Health Policy

September 16, 2021: Let’s Tell the Truth about Abortions


Posted on September 16, 2021 at 12:00 AM


From the beginning of recorded time, there have been many couples who have chosen to separate the act of intercourse from the birth of a baby. For many of humankind, some religious leaders and heads of states have outlawed both contraception and abortion, historically and to present day.

Despite Church/State laws, and some horrific penalties against women, countless couples have always made private choices to limit the number of children in their own families.  Medical monographs, historic gynecologic texts, and stories related by grandmothers reveal amazing ranges of historic attempts to prevent pregnancies.

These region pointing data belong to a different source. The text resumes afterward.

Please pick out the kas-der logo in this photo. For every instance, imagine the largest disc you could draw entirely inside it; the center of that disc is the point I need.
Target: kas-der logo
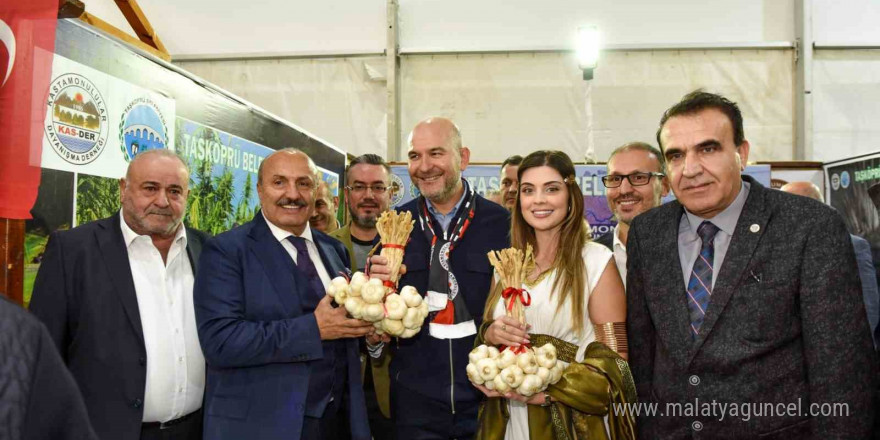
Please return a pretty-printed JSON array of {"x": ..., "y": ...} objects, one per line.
[
  {"x": 141, "y": 128},
  {"x": 78, "y": 128}
]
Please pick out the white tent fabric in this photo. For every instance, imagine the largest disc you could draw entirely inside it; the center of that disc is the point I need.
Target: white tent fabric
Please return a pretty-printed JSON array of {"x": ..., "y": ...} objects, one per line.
[
  {"x": 341, "y": 100},
  {"x": 518, "y": 102},
  {"x": 846, "y": 103}
]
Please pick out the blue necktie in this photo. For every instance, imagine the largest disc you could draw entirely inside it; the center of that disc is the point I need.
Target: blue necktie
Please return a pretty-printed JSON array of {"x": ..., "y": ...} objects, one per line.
[
  {"x": 700, "y": 283},
  {"x": 307, "y": 267}
]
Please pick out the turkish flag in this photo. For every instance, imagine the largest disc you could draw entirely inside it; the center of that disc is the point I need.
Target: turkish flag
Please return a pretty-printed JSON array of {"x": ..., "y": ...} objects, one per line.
[{"x": 27, "y": 44}]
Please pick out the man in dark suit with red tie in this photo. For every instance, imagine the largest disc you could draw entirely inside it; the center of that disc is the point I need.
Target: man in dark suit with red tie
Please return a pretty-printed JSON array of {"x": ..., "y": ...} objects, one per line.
[
  {"x": 744, "y": 309},
  {"x": 282, "y": 362}
]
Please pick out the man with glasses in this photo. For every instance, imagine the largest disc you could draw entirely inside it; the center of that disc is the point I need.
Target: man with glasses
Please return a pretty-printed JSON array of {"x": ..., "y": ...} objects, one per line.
[
  {"x": 367, "y": 196},
  {"x": 635, "y": 183}
]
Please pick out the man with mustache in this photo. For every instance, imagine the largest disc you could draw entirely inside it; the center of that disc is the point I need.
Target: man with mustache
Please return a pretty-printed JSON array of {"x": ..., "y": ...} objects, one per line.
[
  {"x": 862, "y": 248},
  {"x": 636, "y": 182},
  {"x": 509, "y": 186},
  {"x": 282, "y": 361},
  {"x": 743, "y": 302},
  {"x": 117, "y": 297},
  {"x": 446, "y": 261},
  {"x": 324, "y": 215},
  {"x": 368, "y": 195}
]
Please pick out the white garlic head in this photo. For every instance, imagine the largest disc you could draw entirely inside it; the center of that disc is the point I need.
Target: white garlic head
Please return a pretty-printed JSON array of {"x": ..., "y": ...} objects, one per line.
[
  {"x": 527, "y": 362},
  {"x": 481, "y": 352},
  {"x": 506, "y": 359},
  {"x": 487, "y": 368},
  {"x": 513, "y": 375},
  {"x": 395, "y": 307}
]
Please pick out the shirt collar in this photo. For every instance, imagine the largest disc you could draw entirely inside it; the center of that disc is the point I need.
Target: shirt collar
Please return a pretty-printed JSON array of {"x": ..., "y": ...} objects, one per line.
[
  {"x": 454, "y": 211},
  {"x": 281, "y": 234},
  {"x": 617, "y": 241},
  {"x": 129, "y": 236},
  {"x": 725, "y": 220}
]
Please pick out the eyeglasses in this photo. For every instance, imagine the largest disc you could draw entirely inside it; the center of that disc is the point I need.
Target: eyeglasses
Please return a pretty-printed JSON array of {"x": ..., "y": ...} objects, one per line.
[
  {"x": 358, "y": 188},
  {"x": 635, "y": 179}
]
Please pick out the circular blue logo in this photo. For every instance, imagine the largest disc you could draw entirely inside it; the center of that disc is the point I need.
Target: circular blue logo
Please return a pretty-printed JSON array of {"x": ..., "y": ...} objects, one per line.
[{"x": 142, "y": 128}]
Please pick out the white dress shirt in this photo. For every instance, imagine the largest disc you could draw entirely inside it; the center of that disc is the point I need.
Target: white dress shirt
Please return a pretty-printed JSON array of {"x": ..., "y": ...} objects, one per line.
[
  {"x": 619, "y": 250},
  {"x": 175, "y": 364},
  {"x": 281, "y": 235}
]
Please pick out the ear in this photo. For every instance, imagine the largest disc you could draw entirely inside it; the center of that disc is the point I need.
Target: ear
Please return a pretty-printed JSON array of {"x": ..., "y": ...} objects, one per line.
[
  {"x": 465, "y": 157},
  {"x": 743, "y": 151}
]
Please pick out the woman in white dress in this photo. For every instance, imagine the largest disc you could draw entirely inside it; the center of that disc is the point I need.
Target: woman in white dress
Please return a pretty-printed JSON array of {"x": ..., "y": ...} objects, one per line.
[{"x": 577, "y": 298}]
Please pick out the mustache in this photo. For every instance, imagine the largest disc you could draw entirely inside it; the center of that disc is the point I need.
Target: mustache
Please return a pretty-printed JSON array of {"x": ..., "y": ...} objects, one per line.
[
  {"x": 160, "y": 211},
  {"x": 287, "y": 201}
]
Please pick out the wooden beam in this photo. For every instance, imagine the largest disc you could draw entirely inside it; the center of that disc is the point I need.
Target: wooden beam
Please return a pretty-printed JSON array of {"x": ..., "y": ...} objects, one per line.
[
  {"x": 12, "y": 259},
  {"x": 70, "y": 8},
  {"x": 112, "y": 30},
  {"x": 139, "y": 22}
]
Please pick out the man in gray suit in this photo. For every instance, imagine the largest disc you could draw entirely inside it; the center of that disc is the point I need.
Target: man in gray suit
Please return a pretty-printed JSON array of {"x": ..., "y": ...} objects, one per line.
[
  {"x": 744, "y": 310},
  {"x": 870, "y": 294}
]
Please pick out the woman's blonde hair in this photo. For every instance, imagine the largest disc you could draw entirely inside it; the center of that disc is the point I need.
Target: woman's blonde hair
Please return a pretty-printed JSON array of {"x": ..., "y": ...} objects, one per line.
[{"x": 571, "y": 273}]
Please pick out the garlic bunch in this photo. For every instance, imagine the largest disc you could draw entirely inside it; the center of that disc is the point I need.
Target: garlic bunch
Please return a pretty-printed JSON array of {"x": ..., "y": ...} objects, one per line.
[
  {"x": 527, "y": 373},
  {"x": 369, "y": 299}
]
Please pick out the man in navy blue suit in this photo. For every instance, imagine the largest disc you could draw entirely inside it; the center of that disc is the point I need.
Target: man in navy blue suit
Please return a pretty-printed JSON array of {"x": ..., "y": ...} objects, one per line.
[{"x": 282, "y": 361}]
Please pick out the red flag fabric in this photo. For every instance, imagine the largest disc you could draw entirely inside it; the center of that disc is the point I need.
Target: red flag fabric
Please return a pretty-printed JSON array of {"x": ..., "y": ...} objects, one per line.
[{"x": 27, "y": 44}]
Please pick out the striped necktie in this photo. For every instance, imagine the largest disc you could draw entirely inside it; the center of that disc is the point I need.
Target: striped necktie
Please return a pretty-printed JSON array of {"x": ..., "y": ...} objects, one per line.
[{"x": 700, "y": 283}]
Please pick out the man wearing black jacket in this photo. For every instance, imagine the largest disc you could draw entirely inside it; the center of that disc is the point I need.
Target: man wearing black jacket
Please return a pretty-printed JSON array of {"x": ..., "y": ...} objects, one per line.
[{"x": 116, "y": 296}]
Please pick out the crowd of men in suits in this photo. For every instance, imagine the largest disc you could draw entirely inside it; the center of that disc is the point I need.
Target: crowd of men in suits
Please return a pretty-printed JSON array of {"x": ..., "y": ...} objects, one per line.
[{"x": 735, "y": 293}]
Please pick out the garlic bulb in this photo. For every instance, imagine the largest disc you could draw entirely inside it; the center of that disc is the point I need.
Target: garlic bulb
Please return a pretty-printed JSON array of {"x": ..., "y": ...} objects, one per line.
[
  {"x": 355, "y": 307},
  {"x": 358, "y": 281},
  {"x": 500, "y": 385},
  {"x": 411, "y": 296},
  {"x": 527, "y": 362},
  {"x": 487, "y": 368},
  {"x": 493, "y": 352},
  {"x": 393, "y": 327},
  {"x": 490, "y": 385},
  {"x": 412, "y": 318},
  {"x": 423, "y": 308},
  {"x": 546, "y": 355},
  {"x": 474, "y": 374},
  {"x": 556, "y": 373},
  {"x": 372, "y": 293},
  {"x": 513, "y": 375},
  {"x": 481, "y": 352},
  {"x": 506, "y": 359},
  {"x": 544, "y": 374},
  {"x": 339, "y": 282},
  {"x": 531, "y": 384},
  {"x": 373, "y": 312},
  {"x": 395, "y": 307},
  {"x": 341, "y": 295}
]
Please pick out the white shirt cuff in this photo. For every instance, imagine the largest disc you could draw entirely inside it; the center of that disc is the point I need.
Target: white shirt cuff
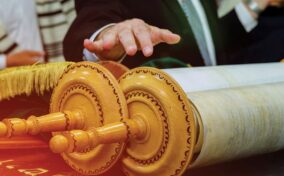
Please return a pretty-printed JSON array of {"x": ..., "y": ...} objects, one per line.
[
  {"x": 89, "y": 56},
  {"x": 3, "y": 62},
  {"x": 248, "y": 22}
]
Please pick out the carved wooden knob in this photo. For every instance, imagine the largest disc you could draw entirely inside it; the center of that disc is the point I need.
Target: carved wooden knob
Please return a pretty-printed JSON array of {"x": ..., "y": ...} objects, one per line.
[
  {"x": 79, "y": 140},
  {"x": 3, "y": 129},
  {"x": 47, "y": 123}
]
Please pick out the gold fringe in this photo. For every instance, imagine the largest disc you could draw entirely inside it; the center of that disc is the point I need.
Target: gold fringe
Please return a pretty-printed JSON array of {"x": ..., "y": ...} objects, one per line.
[{"x": 27, "y": 79}]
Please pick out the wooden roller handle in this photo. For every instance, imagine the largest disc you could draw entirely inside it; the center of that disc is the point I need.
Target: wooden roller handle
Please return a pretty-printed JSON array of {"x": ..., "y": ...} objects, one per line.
[
  {"x": 79, "y": 140},
  {"x": 48, "y": 123}
]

Men have also tried various means to place sperm in a variety of sites away from contact with eggs. Male condoms (AKA “French Letters”) have been crafted from a variety of animal and vegetable coverings.  Women have inserted an astounding list of substances to interfere with sperm meeting egg: beeswax, honey, paraffin, clay, dried sod, button studs to name a few. And women have tried to induce their own abortions by douching with arsenic, leaded water, turpentine, Lysol, and induced or vomiting with similar dangerous substances. Many such methods were lethal.

But accidental pregnancies can be financially devastating to middle class and poor families, and couples were forced to seek measures that jeopardized women’s lives.

Let’s be clear. No one is “pro-abortion,” but class differences will always remain life threateningly significant, for working class and poorer women and their families. Women of affluent families always had access to well credentialed physicians who provided safe procedures in private offices, or travel to Puerto Rico, Canada, or Western Europe. Until the 1960s the CDC recorded around 2000 maternal deaths per year from “back alley abortions,” which amounted to 20% of all maternal deaths, most of whom were already mothers.

So, Roe v Wade was enacted to save women’s lives, by making the same safe medical care available to all women, regardless of financial circumstances.  At the time, the Surgeon General, Dr. C. Everett Koop, was a devout Evangelical physician. But he deemed all women’s lives to be of great importance. Since Roe v Wade was enacted, Thousands of women’s lives have been saved by ending the “Back-Alley Abortions.”  Dr. Koop also encouraged the importance of inexpensive and widely available contraception.

Tragically, today we have religious leaders and politicians who would again end abortions and all methods of birth control and thousands of women would again be sacrificed on the altar of ignorance and male power.